無礼講(自己責任)でやっちゃいけないやつだ。
思わず顔を青くする僕に魔王様は豪快に笑ってくれる。
「ぬふふふふ。そうそう。主はその方が面白い。ただでさえ小さい己の器を自ら狭めてどうするのじゃ。人の子の時間は短いのだからのう。存分にやりたいようにすればよいのじゃ」
わけがわからないけど、何か含蓄のあることを魔王様は言いたかったのか?
だから、あんな一方通行な会話を……。
「で、儂の頼みはのう」
違った。
やっぱり僕らに何かをやらせたいだけだった。
こっちの返事を求めていない辺りがとても魔王様らしい。
「わかりました。何をすればいいんですか?」
ともかく、大森林の最奥なんて場所に連れられてきた僕らに選択肢なんてない。
周りは亜人種の街で、ドミトル氏や他の人たちの反応を見るに人間の僕らは圧倒的にアウェーだ。
魔王様の庇護下から外れたらどうなるか、考えたくもない。
そもそも、僕たちの旅支度は大森林の人の街までのもの。
いうなれば、大森林の中層向けの装備。
なのに、大森林の深層の更に奥なんて無理ゲーが過ぎるだろう。
道もわからなければ、装備も、食料もない。
魔王様の依頼を無視するわけにはいかないだろう。
いや、どんな理屈をこねたところでどうせやらされそうだけどね。
「うむ。素直で結構。人の子は聡いのう。ちと過ぎる部分もあるが、それもこれからよ。ほれ」
魔王様が閉じた扇で僕らの後ろを指す。
途端に、背後の扉とか壁とか柵とか、背後の建物がズドンと音を立てて吹っ飛んだ。
綺麗にまあるく繰り抜かれていて、まるで最初からそうだったみたい。
「は?」
魔王様、自分の城をあっさりぶっ壊したぞ。
巻き込まれた人はいない……よな?
誰もいないってわかってぶっ壊したんだよな?
「ほれほれ。見えるじゃろ。儂の街の端っこじゃ。もう森に飲まれそうでなんとも見苦しい。そもそも人が増えすぎて街に入り切れん有様よ。ま、これも儂の統治が凄すぎるからだがのう!」
いえ、本当に統治が凄い人は人口密度が過密にならないと思います。
ちゃんと計画的な都市設計をして下さい。
よし。
今度は心の声を出さないでいられたぞ。
その分、視線は冷たくなっているかもだけど。
「なんじゃ。主もそんな目で見るのかえ? ドミトルみたいな目をするでない。あんなでかい上に頭でっかちになってもよいのか?」
まだドミトル氏が何者かも知らないけど、とりあえず苦労が偲ばれる。
「それで、街が森に接しているのがまずいと?」
「おうおう。それよ。儂はどうでもいいのだが、他の者には森は過酷に過ぎよう。で、だ。
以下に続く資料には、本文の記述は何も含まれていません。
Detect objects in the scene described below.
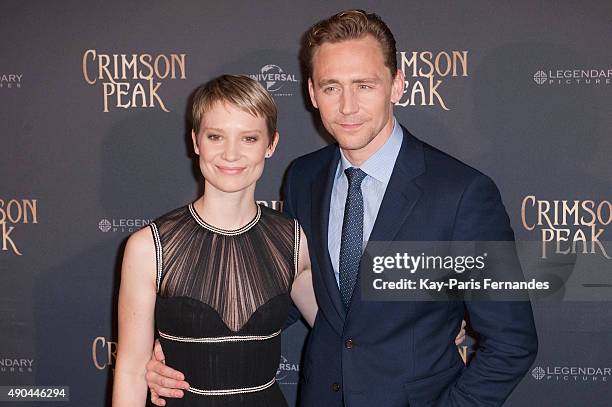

主らであれを拓いてくれ」
開拓村を出て、また開拓を命じられるとは。
いつから僕は開拓系シミュレーションゲームの住人になったんだろう?
けど、開拓か。
前までなら足手まといだったから何もできなかったけど、今の僕なら少しは力になれるんじゃないだろうか?
魔王様からの命令と考えると、脈絡はないけど無理難題ではなさそう。
「ちなみに、どれぐらい開拓すればいいんですか?」
「うむ。街の周りをざっと家が三十は建てられる程度じゃな」
家が三十。
上から見下ろした家は長屋みたいな形だった。
あれが大体、一軒三十メートルあるとして、それが三十となると……九百メートルと仮定して? それが全周――はないのか、でっかい城壁があるから半周となると……はあっ!? この街、一キロもないぐらいの大きさだよな!? それって街を三倍の大きさにしろって言ってんのわかってる!?
「そんなの魔王様がやればいいじゃん!」
「ふむ。人の子の言い分もわかる。万能たる儂が出れば一瞬で済む、と。その通りじゃ」
一瞬で終わっちゃうんだ。
大言壮語じゃないんだろうなあ。
「しかし、できん。儂がやったらなんもかんも吹っ飛ぶからの。ドミトルがうるさい」
なんもかんもの範囲が気になります。
目に見える範囲全てが焦土と化しそうで恐ろしい。
「それに儂はあまり動けん」
難儀な事だがのうと肩をすくめる魔王様。
いや、十分に動いていると思うけど?
魔王様が一人で大森林に現れて、僕らを攫って、やりたい放題じゃん。
「で、やってくれるじゃろうな?」
断る選択肢はないくせに。
けど、ただ流されてはたまらない。
「期限はありますか?」
「ないぞ。どれだけ時間をかけてもよい」
終わるまで逃がさないって事だよね。
まあいい。
それは想像できていた。
とりあえず、一日でやれって話じゃないならいい。
「その間の僕らの生活は?」
「無論、儂が手配しよう。客人に不自由はさせんぞ」
器の大きい魔王様だ。
贅沢させてくれそうな気もする。
とはいえ、実際に世話をしてくれるのは亜人の人だ。
ギスギスした空気になりそうだから、上げ膳据え膳とはいかないか。
いったところで、無駄に時間を浪費できないから甘受するつもりはないけど。
「身の危険は……」
人を嫌う亜人の街。
ただここにいるだけで僕たちは危ない。
「それは知らん。自分たちでなんとかせい」
魔王様の線引きはそこ、か。
知らないと言いつつも、強権を持つ魔王様だ。
魔王様の客人に攻撃する奴はなかなかいないだろう。
だから、僕らに危険な迫るとすれば直接的じゃなくて、間接的な感じになる。
つまり、評判とかの話だ。
自分の評判は自分で良くしろ、と。
うん。当たり前の話だ。
魔王様から『こいつらは良い人間だから仲よくしろ』と言われて関係が良くなるわけがないのだから。
「わかりました」
僕はクロエとラフルに視線を向ける。
クロエはうんと頷いて、ラフルは気軽に手を振って任せると投げてきた。
「魔王様の三十軒分といわず、百軒分開拓してやりますよ」
「いや、そんな一気に広くせんでええ。ドミトルがうるさい」
そうですか。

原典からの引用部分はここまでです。